In his e-book “Primer for Enterprise Engineering and Manufacturing”, Zachman makes an interesting distinction between make-to-order engineering (aka job-shop type design, where each project is viewed and treated as single purpose) vs. assemble-to-order engineering (by which he understands mass-customization of architecture practices).
In Zachman’s view, the assemble-to-order architectural paradigm is the way to go: it presupposes the development of reusable, primitive models for each cell of the Zachman framework; it is process-oriented and integration-oriented; its inherent reusability orientation promotes faster deployment times; and it is asset-based.
Generally speaking, the main features advertised by Zachman’s assemble-to-order architecture have correspondents in today’s enterprise and segment architectures.
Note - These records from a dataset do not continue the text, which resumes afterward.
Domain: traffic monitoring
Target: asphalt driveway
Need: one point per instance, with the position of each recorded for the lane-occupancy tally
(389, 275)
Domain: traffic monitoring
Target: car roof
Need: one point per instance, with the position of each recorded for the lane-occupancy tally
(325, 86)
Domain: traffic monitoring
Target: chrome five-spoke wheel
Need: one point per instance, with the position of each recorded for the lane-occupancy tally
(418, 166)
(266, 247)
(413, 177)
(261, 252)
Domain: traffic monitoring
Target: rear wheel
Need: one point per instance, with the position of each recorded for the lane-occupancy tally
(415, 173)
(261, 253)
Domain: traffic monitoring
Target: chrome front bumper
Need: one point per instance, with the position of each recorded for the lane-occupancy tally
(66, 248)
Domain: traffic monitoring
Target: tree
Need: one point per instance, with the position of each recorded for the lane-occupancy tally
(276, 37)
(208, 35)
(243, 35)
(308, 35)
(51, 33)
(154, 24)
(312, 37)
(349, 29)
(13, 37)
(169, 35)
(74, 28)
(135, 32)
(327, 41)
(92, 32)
Enterprise architectures – sliced and diced into segment architectures – are multi-layered model-driven concoctions anchored to a solid fundament of business processes, which, at least in principle, support the identification of potential redundancies (be it in terms of investments, system capabilities, data, or technologies) . What stands out in Zachman’s paradigm is the focus on assets as a driver for architectural priorities.
Which triggers my question: does anyone out there use asset-preservation (as opposed to cost-avoidance or cost-reductions) as the criteria for identifying high-priorities segments or areas to be architected?
If so, what industry are you in and what do you consider to be your organization’s primary assets?